Mit der Vergabe der Deutschen Schauspielpreise wird auch in diesem Jahr am 9. September der Deutsche Fairnesspreis verliehen. Der Gemeinschaftspreis des BFFS und der ver.di-FilmUnion würdigt seit 2019 alljährlich eine Produktion, die in besonderer Weise zu gesellschaftlicher Fairness beiträgt. In diesem Jahr geht es um „Wahrheit und Wahrhaftigkeit“. Aus allen Einreichungen hat die Jury den Dokumentarfilm „Garagenvolk“ von Natalija Yefimkina ausgewählt.

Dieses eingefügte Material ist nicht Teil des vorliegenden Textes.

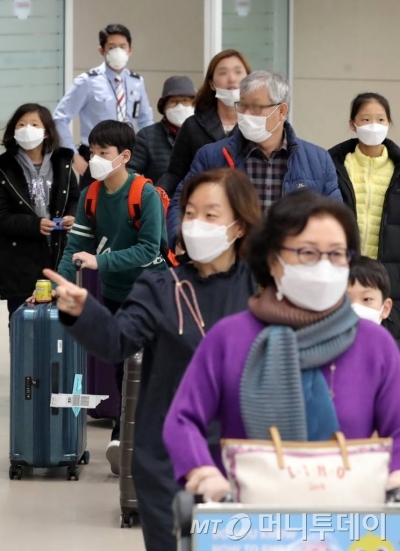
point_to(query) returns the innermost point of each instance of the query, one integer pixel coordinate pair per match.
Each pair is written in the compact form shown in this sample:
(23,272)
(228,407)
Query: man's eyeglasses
(173,102)
(311,255)
(242,107)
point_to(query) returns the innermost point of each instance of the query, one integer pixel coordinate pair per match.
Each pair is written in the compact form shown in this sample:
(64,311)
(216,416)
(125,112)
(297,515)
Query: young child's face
(371,298)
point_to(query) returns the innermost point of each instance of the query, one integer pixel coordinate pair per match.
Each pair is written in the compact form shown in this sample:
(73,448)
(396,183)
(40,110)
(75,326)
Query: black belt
(84,151)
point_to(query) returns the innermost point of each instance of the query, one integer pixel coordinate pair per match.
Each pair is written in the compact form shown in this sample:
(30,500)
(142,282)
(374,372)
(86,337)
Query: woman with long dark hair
(214,118)
(37,185)
(299,359)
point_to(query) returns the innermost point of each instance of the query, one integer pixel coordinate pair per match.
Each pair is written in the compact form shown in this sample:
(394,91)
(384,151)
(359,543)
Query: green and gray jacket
(122,251)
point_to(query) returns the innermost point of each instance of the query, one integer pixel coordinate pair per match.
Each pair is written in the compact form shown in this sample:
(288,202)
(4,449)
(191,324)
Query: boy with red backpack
(119,229)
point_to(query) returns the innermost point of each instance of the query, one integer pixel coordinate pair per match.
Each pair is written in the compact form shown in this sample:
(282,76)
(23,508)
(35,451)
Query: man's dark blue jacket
(309,166)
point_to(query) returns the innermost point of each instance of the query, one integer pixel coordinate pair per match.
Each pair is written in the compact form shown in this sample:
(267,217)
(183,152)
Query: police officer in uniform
(106,92)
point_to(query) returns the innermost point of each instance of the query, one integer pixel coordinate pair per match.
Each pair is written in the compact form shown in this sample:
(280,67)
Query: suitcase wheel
(72,472)
(15,472)
(130,520)
(85,459)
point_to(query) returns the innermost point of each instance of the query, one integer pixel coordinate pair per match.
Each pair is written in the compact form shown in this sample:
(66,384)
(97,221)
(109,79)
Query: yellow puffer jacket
(370,177)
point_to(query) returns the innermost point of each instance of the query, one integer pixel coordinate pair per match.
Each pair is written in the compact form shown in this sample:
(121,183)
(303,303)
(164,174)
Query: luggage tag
(77,390)
(87,401)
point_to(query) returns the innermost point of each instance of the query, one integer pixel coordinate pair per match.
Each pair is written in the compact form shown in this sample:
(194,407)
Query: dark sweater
(197,130)
(152,151)
(24,251)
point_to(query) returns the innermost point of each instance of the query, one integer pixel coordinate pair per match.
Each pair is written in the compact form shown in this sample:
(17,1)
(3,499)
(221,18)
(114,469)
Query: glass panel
(32,54)
(260,30)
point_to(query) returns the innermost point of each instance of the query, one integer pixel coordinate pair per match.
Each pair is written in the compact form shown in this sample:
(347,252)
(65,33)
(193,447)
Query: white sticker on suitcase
(76,400)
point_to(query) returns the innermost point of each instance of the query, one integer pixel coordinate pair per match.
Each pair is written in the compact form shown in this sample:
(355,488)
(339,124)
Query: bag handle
(277,442)
(341,440)
(195,311)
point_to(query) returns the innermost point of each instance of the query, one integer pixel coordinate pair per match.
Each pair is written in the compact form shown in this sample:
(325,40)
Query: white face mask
(253,127)
(29,137)
(117,58)
(178,114)
(365,312)
(372,134)
(101,168)
(205,242)
(228,97)
(317,287)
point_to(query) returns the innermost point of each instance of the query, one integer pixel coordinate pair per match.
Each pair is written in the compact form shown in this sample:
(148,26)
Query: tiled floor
(45,512)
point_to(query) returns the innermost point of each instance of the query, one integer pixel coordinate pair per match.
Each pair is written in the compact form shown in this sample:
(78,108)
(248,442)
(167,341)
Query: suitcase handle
(55,383)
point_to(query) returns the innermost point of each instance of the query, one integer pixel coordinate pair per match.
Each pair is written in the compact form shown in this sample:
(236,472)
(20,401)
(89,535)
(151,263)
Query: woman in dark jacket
(368,169)
(154,143)
(168,314)
(37,185)
(215,115)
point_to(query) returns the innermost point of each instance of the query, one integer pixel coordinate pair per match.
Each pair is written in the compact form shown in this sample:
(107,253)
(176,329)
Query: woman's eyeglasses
(312,255)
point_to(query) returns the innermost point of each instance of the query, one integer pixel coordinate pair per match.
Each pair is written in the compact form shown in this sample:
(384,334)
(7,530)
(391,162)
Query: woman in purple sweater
(299,358)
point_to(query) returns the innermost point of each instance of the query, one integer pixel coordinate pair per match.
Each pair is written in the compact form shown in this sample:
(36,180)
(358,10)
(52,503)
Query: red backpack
(134,206)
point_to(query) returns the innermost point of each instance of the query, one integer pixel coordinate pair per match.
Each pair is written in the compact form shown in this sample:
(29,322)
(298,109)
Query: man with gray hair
(265,147)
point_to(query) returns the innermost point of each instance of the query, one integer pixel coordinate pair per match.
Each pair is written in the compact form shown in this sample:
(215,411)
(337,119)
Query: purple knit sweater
(366,385)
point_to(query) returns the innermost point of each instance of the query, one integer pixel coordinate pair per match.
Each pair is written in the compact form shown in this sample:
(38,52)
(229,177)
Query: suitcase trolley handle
(78,278)
(55,383)
(29,383)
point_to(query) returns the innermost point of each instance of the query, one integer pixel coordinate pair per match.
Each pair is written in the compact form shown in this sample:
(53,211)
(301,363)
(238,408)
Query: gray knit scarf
(39,182)
(282,384)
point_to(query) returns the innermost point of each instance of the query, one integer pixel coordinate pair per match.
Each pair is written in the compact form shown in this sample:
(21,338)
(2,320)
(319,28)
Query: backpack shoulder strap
(91,199)
(228,158)
(135,198)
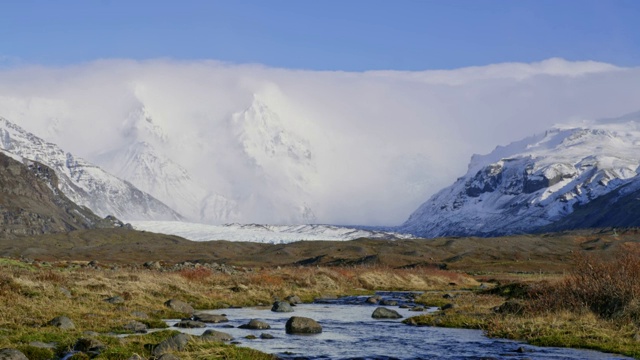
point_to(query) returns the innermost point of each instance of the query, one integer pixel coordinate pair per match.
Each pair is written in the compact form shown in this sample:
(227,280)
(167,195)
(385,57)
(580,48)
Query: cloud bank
(355,148)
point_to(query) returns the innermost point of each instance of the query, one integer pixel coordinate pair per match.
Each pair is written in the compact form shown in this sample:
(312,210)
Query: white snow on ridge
(274,234)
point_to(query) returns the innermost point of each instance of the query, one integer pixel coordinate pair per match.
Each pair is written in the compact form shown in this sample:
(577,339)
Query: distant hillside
(585,175)
(32,204)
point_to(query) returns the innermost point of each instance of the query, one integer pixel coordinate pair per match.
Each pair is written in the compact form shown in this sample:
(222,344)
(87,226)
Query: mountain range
(577,175)
(83,182)
(572,176)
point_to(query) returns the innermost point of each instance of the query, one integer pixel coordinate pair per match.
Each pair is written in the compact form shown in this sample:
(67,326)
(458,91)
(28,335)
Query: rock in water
(255,324)
(281,306)
(210,318)
(217,336)
(302,325)
(384,313)
(177,342)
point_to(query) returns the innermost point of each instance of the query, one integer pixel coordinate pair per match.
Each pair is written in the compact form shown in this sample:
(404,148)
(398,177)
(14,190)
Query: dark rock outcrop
(302,325)
(175,343)
(281,306)
(384,313)
(255,324)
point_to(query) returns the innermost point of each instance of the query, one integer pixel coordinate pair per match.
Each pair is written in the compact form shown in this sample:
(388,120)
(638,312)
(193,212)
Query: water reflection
(349,332)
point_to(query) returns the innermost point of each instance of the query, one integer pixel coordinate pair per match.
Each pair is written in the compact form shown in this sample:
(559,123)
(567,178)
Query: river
(349,332)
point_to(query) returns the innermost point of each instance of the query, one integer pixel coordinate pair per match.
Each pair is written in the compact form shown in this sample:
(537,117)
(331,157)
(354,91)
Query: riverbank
(589,297)
(103,301)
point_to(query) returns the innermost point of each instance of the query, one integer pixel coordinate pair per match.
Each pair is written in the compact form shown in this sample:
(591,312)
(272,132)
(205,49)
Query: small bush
(198,274)
(608,288)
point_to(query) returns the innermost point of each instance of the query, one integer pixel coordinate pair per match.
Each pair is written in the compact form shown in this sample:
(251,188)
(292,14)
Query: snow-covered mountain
(82,182)
(274,234)
(533,183)
(257,146)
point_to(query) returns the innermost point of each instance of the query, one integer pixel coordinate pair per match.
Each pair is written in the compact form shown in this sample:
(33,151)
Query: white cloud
(381,142)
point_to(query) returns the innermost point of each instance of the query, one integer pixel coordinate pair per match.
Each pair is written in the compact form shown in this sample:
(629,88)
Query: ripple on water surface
(349,332)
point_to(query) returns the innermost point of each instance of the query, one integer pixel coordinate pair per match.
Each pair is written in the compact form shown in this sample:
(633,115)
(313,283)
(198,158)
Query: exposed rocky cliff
(31,203)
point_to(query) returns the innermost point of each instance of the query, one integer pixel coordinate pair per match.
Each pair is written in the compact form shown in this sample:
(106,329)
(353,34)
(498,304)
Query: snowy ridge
(274,234)
(534,182)
(82,182)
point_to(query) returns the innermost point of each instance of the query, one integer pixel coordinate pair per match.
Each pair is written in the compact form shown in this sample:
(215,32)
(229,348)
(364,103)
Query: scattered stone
(384,313)
(510,307)
(302,325)
(373,299)
(87,345)
(255,324)
(448,306)
(42,345)
(190,324)
(175,343)
(325,297)
(210,318)
(293,299)
(136,327)
(240,288)
(62,322)
(281,306)
(389,303)
(179,306)
(139,315)
(115,300)
(12,354)
(217,336)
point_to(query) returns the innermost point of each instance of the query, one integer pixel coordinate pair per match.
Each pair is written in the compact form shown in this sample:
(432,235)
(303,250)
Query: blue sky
(349,35)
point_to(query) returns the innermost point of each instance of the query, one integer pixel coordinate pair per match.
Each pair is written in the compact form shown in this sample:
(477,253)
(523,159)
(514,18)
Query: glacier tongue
(534,182)
(82,182)
(274,234)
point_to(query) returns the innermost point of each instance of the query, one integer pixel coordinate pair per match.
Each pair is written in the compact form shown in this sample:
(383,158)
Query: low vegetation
(31,294)
(595,306)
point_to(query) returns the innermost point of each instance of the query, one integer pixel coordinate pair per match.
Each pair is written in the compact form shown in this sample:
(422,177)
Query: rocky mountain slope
(572,176)
(32,204)
(82,182)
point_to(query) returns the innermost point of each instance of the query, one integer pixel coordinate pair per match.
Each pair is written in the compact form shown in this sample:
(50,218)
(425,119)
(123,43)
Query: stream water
(349,332)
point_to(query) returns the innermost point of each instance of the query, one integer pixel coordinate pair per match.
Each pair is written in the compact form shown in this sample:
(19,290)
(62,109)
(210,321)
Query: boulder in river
(302,325)
(175,343)
(384,313)
(255,324)
(216,336)
(281,306)
(293,299)
(190,324)
(210,318)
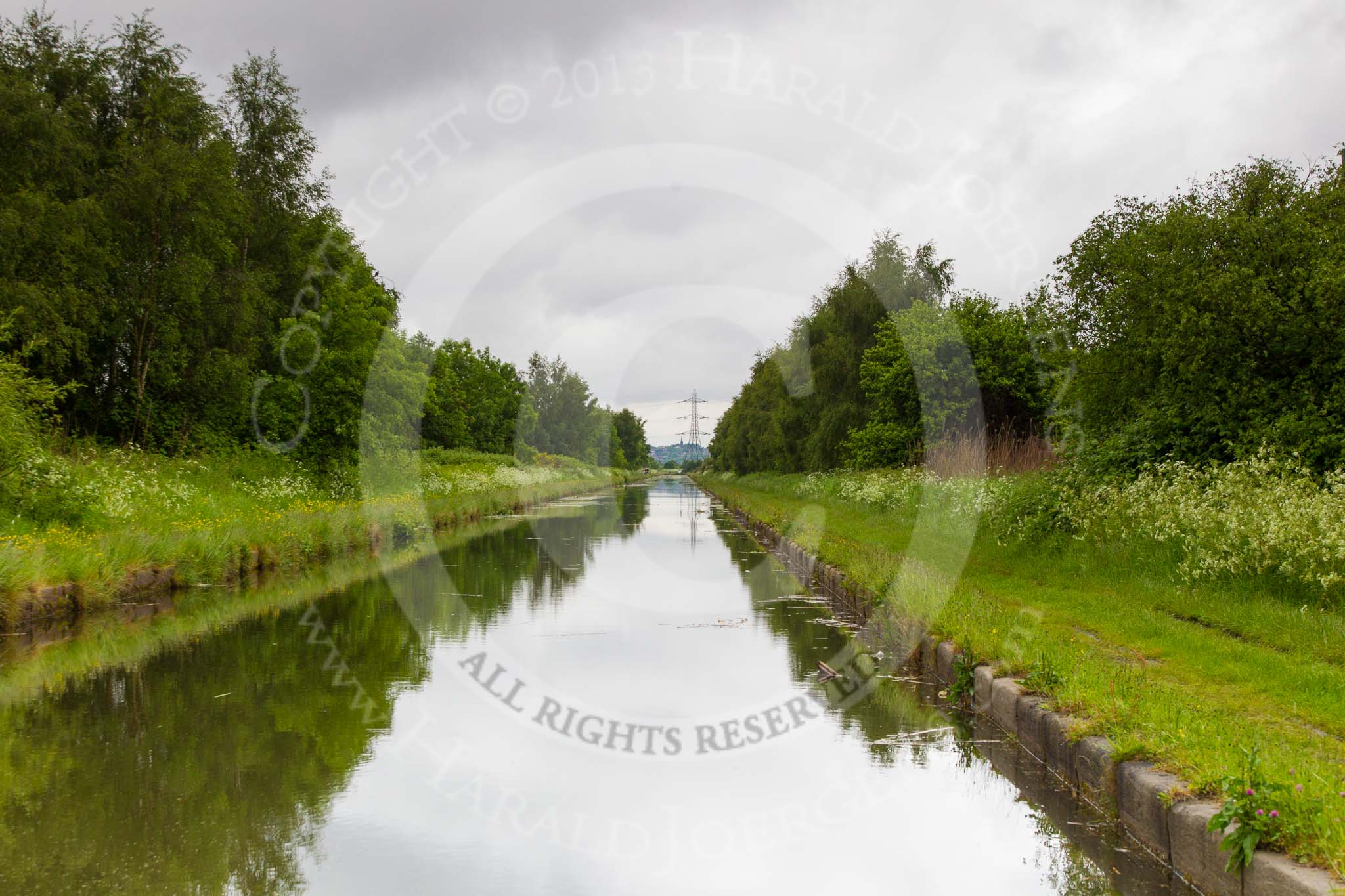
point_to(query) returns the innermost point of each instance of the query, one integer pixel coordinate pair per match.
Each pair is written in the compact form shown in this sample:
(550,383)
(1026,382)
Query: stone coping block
(1142,813)
(944,656)
(985,679)
(1195,849)
(1095,771)
(1003,704)
(1032,726)
(1278,875)
(1060,748)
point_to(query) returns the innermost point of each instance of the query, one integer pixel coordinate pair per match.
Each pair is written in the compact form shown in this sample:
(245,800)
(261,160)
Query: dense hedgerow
(1262,516)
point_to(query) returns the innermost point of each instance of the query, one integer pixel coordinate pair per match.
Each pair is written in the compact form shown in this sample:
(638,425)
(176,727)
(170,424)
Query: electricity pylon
(693,436)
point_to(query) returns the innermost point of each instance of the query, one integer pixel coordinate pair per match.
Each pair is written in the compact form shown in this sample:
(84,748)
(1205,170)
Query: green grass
(204,515)
(1185,675)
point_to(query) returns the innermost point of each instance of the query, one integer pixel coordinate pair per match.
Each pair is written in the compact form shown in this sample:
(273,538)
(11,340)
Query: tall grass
(994,453)
(204,516)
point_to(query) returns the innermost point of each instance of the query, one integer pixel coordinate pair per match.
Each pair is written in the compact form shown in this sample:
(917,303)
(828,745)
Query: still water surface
(613,695)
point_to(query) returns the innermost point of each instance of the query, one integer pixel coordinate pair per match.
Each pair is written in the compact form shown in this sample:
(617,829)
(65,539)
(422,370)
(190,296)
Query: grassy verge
(204,516)
(1188,675)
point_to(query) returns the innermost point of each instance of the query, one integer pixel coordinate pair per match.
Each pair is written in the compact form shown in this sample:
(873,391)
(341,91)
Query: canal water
(617,694)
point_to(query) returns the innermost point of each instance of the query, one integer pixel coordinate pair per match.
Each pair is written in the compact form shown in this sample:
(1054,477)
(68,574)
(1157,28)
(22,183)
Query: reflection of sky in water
(467,796)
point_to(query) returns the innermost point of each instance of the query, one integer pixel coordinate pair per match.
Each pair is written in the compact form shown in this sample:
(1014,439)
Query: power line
(693,435)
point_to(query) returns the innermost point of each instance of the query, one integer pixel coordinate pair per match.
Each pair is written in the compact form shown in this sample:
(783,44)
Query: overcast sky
(655,195)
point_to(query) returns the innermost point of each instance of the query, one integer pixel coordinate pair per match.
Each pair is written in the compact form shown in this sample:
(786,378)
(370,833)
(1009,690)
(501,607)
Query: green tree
(1204,326)
(630,433)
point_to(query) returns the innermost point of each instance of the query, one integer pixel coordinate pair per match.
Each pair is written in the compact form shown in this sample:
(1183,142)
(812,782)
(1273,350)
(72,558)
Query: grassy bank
(204,516)
(1168,651)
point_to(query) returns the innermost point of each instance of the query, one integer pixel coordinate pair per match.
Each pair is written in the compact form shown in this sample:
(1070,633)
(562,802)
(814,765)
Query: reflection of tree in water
(148,779)
(888,710)
(539,559)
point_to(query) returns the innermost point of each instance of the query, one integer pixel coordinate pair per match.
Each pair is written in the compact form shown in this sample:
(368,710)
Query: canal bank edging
(1138,796)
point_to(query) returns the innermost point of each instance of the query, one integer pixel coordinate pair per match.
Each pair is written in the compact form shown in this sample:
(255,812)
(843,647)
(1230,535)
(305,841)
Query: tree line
(174,276)
(1199,328)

Der Film ist eine Produktion der Hamburger TamTam Film. Er erzählt von russischen Menschen, die sich „in ihren Garagen Fluchtwelten geschaffen haben vor der Wirklichkeit – und dort neue Wirklichkeiten kreieren: Liebe- und aufopferungsvoll, gezeichnet vom Leben, schillernd, inspirierend, deprimierend“. In einer Zeit, in der der Kampf um die Wahrheit, um Bilder und Deutungshoheiten, in der gezielte Desinformation und der Krieg das Verhältnis zu Russland so sehr belaste wie heute, sei es „wohltuend, solch wahrhaft authentische Einblicke in das Land zu erhalten, das uns so fremd geworden scheint“, heißt es weiter in der Jury-Begründung. „Garagenvolk belehrt nicht, sondern zeigt, verstört ohne zu verurteilen, nimmt mit und lässt verstehen.“

Die Jury besteht aus Birgit Gudjonsdóttir (Bildgestaltende Kamerafrau/BVK), Martin Kaul (Journalist/Reporter ohne Grenzen), Tom Keune (Schauspieler/BFFS), Malika Musaeva (Regisseurin/ver.di) und Gisela Wehrl (Filmjournalistin). Exklusiver Partner des Preises, der am 9. September in der Berliner Eventlocation Club Spindler & Klatt verliehen wird, ist das „Projekt Zukunft“, eine Initiative der Berliner Senatsverwaltung für Wirtschaft, Energie und Betriebe.

Im vergangenen Jahr stand der Deutsche Fairnesspreis unter dem Motto „Brücken bauen“.